The large effects on children is an odd example (poor example?) to point at since children have been reported to have the least harm from COVID-19.
1000-2000IU on average per day for an adult, depending on your size. You add this up and take it instead every 2-3 days likely without any issues (e.g. I take 3000-4000IU every 2-3days)
If you have lighter toned skin and get regular sun exposure you may not need any supplementation
You can get vitamin D from sunlight exposure. For white people, this doesn’t take long, probably minutes (around noon) of direct exposure on your face and arms. If your skin is darker, it takes longer. You have to expose more skin for longer periods. Black people maybe can’t get enough at high latitude and will have to take the pills. If you’re supplementing this way, you do have to actually step outside for a bit. Exposure through windows that block UV is not going to work. Obviously, sunscreen will prevent some exposure.
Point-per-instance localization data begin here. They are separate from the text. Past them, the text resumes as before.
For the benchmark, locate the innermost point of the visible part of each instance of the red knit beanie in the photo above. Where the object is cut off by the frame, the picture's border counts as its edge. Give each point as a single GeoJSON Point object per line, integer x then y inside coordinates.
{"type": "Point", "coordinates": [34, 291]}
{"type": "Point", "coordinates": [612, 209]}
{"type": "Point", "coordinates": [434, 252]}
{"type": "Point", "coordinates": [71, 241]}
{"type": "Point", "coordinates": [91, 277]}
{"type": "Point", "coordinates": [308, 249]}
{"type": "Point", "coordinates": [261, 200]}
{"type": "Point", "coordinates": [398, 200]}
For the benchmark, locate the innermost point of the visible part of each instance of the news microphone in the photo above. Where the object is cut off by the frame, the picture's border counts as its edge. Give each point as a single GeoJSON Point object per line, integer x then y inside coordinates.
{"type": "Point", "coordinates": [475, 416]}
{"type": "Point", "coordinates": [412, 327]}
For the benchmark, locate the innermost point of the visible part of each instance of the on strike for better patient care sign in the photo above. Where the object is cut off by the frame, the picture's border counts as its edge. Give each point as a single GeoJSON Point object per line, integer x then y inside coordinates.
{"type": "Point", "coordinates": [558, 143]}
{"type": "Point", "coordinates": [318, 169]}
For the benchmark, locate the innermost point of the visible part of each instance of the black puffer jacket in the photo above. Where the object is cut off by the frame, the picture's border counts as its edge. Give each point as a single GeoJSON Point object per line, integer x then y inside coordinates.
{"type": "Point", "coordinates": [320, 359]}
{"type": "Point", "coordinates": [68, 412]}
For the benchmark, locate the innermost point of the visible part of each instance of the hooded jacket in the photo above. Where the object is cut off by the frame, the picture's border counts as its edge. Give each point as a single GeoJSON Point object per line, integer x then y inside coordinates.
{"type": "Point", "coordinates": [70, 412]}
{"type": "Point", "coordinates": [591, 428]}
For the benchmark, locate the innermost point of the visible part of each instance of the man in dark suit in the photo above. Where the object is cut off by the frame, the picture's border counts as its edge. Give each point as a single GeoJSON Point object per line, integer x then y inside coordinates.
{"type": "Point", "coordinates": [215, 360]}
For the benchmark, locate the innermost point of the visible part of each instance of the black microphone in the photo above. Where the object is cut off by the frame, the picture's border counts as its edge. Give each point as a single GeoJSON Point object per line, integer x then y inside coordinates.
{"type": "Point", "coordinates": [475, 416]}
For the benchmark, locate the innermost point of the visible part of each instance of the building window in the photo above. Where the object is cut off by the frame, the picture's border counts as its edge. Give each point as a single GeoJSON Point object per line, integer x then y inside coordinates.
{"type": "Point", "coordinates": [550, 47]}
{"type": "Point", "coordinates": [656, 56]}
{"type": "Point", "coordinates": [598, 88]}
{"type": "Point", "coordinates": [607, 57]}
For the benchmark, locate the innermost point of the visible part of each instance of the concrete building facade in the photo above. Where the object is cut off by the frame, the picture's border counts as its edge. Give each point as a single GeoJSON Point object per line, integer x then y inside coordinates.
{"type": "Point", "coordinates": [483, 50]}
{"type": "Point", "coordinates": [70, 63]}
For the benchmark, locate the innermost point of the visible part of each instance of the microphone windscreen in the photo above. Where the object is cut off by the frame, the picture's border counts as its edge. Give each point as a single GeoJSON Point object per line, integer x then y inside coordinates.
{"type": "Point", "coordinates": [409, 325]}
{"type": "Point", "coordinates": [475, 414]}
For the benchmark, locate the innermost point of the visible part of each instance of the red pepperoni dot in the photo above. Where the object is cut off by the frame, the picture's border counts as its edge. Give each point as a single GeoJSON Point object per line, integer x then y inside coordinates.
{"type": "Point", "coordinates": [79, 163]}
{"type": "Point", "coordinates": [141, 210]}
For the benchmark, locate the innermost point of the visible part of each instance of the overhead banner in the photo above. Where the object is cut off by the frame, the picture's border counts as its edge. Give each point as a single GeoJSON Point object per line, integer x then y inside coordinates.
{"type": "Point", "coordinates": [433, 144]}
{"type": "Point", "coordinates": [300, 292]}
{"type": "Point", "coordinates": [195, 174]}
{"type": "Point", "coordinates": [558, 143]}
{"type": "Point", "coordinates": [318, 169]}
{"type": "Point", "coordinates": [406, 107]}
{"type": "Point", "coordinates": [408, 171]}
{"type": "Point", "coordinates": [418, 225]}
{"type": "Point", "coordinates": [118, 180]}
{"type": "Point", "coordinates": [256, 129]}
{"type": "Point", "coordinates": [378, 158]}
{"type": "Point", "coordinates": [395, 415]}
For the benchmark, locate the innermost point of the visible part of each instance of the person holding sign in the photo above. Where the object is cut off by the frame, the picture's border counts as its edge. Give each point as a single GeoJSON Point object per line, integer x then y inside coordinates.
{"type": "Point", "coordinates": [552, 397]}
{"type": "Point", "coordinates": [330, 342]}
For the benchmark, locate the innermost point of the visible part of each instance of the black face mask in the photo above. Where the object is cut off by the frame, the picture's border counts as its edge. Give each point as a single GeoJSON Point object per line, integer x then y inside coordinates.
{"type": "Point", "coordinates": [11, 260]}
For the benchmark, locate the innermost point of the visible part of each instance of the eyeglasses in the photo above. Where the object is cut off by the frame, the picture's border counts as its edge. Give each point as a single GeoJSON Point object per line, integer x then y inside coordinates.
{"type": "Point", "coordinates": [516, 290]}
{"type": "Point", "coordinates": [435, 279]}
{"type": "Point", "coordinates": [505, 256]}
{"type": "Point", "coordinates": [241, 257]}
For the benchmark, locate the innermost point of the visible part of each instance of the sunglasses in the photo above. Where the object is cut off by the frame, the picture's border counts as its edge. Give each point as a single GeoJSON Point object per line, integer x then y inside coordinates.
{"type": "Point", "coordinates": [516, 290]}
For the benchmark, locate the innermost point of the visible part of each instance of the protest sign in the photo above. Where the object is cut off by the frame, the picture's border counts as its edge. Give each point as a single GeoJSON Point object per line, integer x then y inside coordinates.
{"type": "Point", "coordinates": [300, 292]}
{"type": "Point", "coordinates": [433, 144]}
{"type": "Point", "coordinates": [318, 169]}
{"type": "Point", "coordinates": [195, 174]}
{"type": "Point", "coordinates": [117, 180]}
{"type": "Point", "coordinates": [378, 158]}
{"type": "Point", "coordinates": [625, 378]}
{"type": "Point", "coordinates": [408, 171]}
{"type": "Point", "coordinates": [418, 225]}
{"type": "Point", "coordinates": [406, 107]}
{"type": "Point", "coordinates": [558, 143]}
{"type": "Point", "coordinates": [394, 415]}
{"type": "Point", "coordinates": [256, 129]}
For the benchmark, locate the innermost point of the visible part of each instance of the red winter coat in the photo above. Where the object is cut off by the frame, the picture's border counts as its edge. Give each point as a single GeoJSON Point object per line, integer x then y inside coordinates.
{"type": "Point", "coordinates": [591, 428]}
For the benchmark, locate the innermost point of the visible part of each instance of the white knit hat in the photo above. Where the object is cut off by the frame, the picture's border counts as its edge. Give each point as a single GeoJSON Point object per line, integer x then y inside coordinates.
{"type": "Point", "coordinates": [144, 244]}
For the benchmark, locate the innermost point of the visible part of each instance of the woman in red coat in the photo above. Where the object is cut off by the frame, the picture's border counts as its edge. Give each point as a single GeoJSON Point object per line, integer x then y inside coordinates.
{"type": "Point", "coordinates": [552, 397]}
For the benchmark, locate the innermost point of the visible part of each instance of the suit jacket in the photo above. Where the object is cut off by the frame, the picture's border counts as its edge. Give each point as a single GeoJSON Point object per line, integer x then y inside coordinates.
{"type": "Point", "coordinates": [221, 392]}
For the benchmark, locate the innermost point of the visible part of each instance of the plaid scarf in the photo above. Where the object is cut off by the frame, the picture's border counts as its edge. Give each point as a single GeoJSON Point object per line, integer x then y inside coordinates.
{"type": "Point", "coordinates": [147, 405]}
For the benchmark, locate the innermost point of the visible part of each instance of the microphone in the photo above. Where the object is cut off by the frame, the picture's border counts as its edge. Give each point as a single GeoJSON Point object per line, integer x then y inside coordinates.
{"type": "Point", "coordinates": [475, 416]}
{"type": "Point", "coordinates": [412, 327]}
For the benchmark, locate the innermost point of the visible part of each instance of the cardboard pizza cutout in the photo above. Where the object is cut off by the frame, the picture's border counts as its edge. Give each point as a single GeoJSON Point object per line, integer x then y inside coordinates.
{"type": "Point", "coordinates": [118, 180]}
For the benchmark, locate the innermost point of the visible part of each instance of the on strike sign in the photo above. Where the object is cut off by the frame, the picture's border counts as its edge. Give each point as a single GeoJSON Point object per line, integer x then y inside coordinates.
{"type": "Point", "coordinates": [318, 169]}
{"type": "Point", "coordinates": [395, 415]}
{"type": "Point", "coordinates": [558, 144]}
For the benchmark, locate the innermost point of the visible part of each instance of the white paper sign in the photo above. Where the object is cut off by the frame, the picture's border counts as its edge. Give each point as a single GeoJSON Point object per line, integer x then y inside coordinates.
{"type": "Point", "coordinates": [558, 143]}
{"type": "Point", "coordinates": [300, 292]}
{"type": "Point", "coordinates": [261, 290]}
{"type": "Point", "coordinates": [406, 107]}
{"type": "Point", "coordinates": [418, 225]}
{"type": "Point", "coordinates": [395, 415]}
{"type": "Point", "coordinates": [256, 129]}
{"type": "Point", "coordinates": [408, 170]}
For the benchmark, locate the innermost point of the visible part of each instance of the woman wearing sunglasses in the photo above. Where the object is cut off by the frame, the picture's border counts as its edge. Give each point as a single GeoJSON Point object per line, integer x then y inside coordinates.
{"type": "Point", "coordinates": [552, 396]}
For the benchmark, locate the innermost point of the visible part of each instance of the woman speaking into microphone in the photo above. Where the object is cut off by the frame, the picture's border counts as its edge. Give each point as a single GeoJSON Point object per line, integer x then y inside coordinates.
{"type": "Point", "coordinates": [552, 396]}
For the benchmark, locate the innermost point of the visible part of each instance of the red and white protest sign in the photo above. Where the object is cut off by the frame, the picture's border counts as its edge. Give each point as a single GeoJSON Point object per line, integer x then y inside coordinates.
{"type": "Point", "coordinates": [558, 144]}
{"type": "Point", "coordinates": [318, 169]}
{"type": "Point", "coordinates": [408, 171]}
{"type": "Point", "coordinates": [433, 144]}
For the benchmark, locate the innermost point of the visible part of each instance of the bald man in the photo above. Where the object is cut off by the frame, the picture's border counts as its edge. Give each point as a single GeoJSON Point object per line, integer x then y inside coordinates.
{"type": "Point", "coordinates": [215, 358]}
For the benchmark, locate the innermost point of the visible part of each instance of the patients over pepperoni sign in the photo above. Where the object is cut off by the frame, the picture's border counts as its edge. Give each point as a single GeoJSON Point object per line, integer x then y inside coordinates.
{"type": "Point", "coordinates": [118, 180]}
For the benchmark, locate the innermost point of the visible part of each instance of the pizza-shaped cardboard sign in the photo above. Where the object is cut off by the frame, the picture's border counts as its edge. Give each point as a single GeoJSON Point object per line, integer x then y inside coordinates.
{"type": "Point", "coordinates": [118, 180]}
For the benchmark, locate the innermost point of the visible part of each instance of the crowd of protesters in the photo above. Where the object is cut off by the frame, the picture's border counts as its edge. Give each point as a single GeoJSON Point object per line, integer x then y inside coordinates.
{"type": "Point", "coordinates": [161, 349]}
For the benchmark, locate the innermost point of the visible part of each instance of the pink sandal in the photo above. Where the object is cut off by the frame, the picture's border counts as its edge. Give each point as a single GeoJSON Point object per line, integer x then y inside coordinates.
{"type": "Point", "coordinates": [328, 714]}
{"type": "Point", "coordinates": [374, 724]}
If you get a sunburn, you waited too long. You have to factor in season, latitude, time of day, and skin tone. There’s an app called dminder that can help you time it so you don’t get the sunburn.
Is there any reason to worry copper tape might be less effective than the copper used in experiments? (I haven’t read methods to see if they describe the source of the copper) For example, a lot of copper is designed to be resistant to oxidation—does that matter?